Lineage tracking captures the complete evolutionary history of individuals, species, and populations. It enables:

  • Ancestry Analysis: Trace any individual back through generations
  • Breeding Trees: Visualize parent-offspring relationships
  • Mutation History: Track all genetic modifications over time
  • Fitness Trajectories: Analyze performance evolution
  • Knowledge Transfer: Record learning and mentorship events

Lineage Architecture

Architecture

Lineage tracking follows CQRS (Command Query Responsibility Segregation) principles:

CQRS Architecture

Key Principles

  1. Event Store = Write Only: The neuroevolution_lineage_events behaviour handles persisting events and reading raw event streams
  2. Projections = Read Models: Breeding trees, fitness trajectories, and mutation histories are built by projection modules
  3. Subscriptions for Real-time: Projections subscribe to event streams to update read models in real-time
  4. No Derived Queries in Store: The event store never joins, calculates, or aggregates - it only stores and retrieves raw events

Behaviour Definition

The neuroevolution_lineage_events behaviour defines a minimal, performance-focused API:

-module(neuroevolution_lineage_events).

-callback init(Config :: map()) ->
    {ok, State :: term()} | {error, Reason :: term()}.

%% Fire-and-forget: MUST return immediately, use async I/O internally
-callback persist_event(Event :: event(), State :: term()) -> ok.

%% Fire-and-forget: MUST return immediately, use async I/O internally
-callback persist_batch(Events :: [event()], State :: term()) -> ok.

%% May block - only use for recovery/replay, not during evolution
-callback read_stream(StreamId :: stream_id(), Opts :: read_opts(), State :: term()) ->
    {ok, Events :: [event()]} | {error, Reason :: term()}.

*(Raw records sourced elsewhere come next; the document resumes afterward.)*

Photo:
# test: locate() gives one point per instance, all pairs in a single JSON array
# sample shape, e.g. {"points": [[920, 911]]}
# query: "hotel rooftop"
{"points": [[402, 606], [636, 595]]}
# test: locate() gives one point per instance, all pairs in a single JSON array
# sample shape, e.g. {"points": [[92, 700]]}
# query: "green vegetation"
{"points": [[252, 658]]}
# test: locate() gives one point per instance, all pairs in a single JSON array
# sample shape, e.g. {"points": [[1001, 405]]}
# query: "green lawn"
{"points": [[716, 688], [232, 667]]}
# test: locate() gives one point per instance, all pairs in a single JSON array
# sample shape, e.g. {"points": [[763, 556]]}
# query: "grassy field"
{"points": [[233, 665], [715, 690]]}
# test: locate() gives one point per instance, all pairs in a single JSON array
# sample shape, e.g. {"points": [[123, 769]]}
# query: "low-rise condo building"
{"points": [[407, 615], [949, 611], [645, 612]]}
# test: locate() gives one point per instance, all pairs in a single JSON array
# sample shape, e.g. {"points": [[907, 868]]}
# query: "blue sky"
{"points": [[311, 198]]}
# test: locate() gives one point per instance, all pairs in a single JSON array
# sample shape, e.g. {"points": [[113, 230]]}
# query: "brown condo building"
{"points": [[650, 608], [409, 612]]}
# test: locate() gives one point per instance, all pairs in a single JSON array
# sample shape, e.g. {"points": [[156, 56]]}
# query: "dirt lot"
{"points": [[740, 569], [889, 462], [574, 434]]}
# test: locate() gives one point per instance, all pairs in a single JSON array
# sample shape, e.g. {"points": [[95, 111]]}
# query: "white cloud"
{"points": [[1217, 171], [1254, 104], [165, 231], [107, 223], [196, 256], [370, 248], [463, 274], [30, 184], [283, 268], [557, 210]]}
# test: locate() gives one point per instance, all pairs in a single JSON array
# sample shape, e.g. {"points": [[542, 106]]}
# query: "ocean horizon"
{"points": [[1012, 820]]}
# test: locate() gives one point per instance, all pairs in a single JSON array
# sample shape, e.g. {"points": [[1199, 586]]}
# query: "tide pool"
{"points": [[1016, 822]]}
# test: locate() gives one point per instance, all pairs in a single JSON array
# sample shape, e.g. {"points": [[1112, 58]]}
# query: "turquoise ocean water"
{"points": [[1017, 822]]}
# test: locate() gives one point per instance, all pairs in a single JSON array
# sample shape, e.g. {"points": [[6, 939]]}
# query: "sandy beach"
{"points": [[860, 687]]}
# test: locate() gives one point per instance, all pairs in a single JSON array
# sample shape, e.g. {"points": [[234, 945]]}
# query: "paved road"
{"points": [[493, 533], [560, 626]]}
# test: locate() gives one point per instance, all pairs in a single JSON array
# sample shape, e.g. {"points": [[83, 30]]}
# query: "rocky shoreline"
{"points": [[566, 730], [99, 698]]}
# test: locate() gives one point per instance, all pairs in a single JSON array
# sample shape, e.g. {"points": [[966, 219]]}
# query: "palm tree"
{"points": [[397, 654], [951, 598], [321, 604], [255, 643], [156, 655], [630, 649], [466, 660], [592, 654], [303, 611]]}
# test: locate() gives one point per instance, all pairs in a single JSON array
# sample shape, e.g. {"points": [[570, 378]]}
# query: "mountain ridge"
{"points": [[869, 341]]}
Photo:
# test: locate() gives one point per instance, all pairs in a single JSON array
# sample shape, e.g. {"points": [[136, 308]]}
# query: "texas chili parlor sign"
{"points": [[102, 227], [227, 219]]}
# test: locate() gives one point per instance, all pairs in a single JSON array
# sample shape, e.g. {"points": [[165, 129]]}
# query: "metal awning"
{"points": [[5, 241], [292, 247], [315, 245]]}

-callback subscribe(StreamId :: stream_id(), Pid :: pid(), State :: term()) ->
    ok | {error, Reason :: term()}.

-callback unsubscribe(StreamId :: stream_id(), Pid :: pid(), State :: term()) ->
    ok | {error, Reason :: term()}.

Performance Design: Lineage tracking MUST NEVER block the evolution loop:

  • persist_event/2 and persist_batch/2 return ok immediately
  • I/O happens asynchronously in spawned processes
  • Errors are logged, not propagated (fire-and-forget)
  • Under extreme load, events may be lost (acceptable trade-off)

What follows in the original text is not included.